# This Notebook...
...trains a number of models on the reviews.

# Dependencies

In [46]:
import pandas as pd
import numpy as np

import pickle

from sklearn.model_selection import train_test_split

# Model design
from tensorflow.keras.optimizers import SGD
from tensorflow.keras.models import Model, Sequential
from tensorflow.keras.layers import Input, Dense
from tensorflow.keras.losses import BinaryCrossentropy
from tensorflow.keras.metrics import BinaryAccuracy, Precision, Recall, F1Score, AUC

# Model saving
from keras.models import load_model

# # Timekeeping
import time
# print("Start of timekeeping.\n")
# start_time = time.time()

# Load Preprocessed Data

In [56]:
with open("data_tfidf.pkl", "rb") as f:
    X = pickle.load(f)

with open("data_y.pkl", "rb") as f:
    y = pickle.load(f)

# Split into train, valid, and test
X_train, X_valid = X["X_train"], X["X_valid"]
y_train, y_valid = y["y_train"], y["y_valid"]

assert X_train.shape[0] == y_train.shape[0]

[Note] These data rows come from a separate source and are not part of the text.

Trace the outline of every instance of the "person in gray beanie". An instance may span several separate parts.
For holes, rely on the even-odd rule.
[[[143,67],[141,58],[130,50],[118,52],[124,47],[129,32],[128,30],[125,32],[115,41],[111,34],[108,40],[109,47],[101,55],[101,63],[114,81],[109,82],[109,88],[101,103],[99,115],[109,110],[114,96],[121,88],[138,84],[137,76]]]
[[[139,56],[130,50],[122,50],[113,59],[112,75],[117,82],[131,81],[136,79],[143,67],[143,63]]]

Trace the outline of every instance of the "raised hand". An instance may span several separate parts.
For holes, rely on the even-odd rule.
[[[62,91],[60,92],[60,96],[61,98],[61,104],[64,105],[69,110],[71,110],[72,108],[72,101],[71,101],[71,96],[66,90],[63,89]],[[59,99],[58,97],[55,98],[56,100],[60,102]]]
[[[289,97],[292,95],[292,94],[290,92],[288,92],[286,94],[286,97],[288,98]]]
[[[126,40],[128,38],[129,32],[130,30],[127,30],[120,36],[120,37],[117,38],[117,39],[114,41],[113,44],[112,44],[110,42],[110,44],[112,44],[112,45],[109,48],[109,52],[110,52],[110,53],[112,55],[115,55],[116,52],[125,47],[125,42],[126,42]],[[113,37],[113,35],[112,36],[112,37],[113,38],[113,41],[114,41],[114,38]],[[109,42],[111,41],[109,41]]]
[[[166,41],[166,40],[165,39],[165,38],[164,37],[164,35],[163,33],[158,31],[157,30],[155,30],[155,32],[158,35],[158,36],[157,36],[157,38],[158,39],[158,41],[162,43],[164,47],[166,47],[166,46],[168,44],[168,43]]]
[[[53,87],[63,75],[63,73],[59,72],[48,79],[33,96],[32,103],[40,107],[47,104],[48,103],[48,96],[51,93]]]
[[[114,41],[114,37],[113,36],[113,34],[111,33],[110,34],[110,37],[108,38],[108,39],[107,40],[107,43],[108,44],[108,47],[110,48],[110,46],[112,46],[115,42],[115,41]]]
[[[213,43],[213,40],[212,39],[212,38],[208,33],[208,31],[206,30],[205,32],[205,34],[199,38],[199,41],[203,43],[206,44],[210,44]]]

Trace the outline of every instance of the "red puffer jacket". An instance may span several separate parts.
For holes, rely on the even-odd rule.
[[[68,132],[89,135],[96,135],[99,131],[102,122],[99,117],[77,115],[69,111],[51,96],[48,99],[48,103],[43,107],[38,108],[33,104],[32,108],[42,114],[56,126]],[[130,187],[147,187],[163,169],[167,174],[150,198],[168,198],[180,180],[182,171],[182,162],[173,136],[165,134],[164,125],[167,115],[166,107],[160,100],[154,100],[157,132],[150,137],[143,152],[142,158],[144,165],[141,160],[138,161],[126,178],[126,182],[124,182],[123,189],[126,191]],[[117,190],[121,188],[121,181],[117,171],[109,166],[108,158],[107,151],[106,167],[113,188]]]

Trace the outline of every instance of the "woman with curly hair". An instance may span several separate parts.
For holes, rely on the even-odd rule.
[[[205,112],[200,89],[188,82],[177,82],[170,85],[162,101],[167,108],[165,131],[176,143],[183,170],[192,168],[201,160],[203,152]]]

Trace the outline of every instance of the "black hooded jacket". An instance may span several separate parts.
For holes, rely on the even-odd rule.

((24897, 43543), (24897,))

# Global Model Settings

In [41]:
hist_dict = {}
global_metrics = [BinaryCrossentropy(name="CrossEntr."), BinaryAccuracy(name="Accuracy", threshold=0.5), Precision(name="Precision"), Recall(name="Recall"), F1Score(name="F1-Score"), AUC(name="ROC-AUC")]
global_metric_names = [metric.name for metric in global_metrics]

# Training parameters
n_epochs = 1
batch_size = 200
verbose = 0

# Model 1: NN with tfidf and meta data

In [None]:
# Load data
with open("data_tfidf.pkl", "rb") as f:
    X = pickle.load(f)

with open("data_y.pkl", "rb") as f:
    y = pickle.load(f)

# Split into train, valid, and test
X_train, X_valid = X["X_train"], X["X_valid"]
y_train, y_valid = y["y_train"], y["y_valid"]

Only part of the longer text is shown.